Estudando os Sistemas Políticos Africanos (1940), Meyer Fortes (1906-1983) e Edward Evans-Pritchard (1902-1973) discorreram sobre diversas sociedades africanas e suas modalidades de constituir “Estados” (conforme edição traduzida por Teresa Brandão para Fundação Calouste Gulbenkian, Lisboa, 1981).

Iniciemos pelos “Zulos”, povo bantu que migrou, por volta do século 15, para o sudeste da África, ocupando área, estimada por Alfred Thomas Bryant (Olden Times in Zululand and Natal, 1938), superior a 210 mil quilômetros quadrados. Era povo pastoril, sob domínio de um chefe hereditário, espalhados e dirigidos pelos irmãos do chefe. Havia a assimilação de estrangeiros mas não havia guerra de conquistas. Os casamentos eram autorizados pelo governante. A chegada dos “boers”, por volta de 1840, destruiu e confinou o povo zulo. Os zulos se dividiam em tribos de tamanhos variados, mas o poder destas tribos era outorgado pelo rei da nação, e, no mais das vezes, era o nascimento real a forma de obter status político.

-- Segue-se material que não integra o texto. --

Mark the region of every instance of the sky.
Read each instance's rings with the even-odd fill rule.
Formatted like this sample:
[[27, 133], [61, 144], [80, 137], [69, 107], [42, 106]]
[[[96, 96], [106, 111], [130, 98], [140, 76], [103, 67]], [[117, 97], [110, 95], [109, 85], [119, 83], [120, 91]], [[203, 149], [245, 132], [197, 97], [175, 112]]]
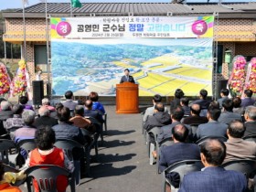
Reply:
[[[28, 5], [40, 3], [42, 0], [27, 0]], [[209, 0], [217, 2], [218, 0]], [[6, 8], [22, 8], [23, 0], [0, 0], [0, 10]], [[70, 0], [47, 0], [48, 3], [69, 3]], [[81, 3], [169, 3], [171, 0], [80, 0]], [[207, 0], [187, 0], [187, 3], [200, 2]], [[256, 2], [256, 0], [222, 0], [222, 2]], [[27, 5], [26, 6], [28, 6]]]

Vejamos a organização política dos “Ngwato” do Botswana, país central da África Austral, antigo protetorado inglês da Bechuanalândia. Também a hereditariedade é a formadora das governanças e das atividades dos chefes das aldeias, onde se destacam as judiciais, que são públicas e com a participação dos presentes.

Examinemos, agora, o povo “Bemba”, também formado dos bantos, porém mais recente, há cerca de pouco mais de 200 anos, no planalto de Tanganica, onde hoje existe o Zaire, antigo Congo Belga, dispersos numa densidade média de duas pessoas por quilômetro quadrado. Pela tradição oral, os bemba encontraram um território vazio, e parece que não houve qualquer reação à sua ocupação. Mais uma vez é o parentesco que determina o poder, apenas que, nesta população, prevalece a matrilinearidade. Os homens são identificados pela avó materna e a chegada mais antiga ao país atribui status mais elevado à família.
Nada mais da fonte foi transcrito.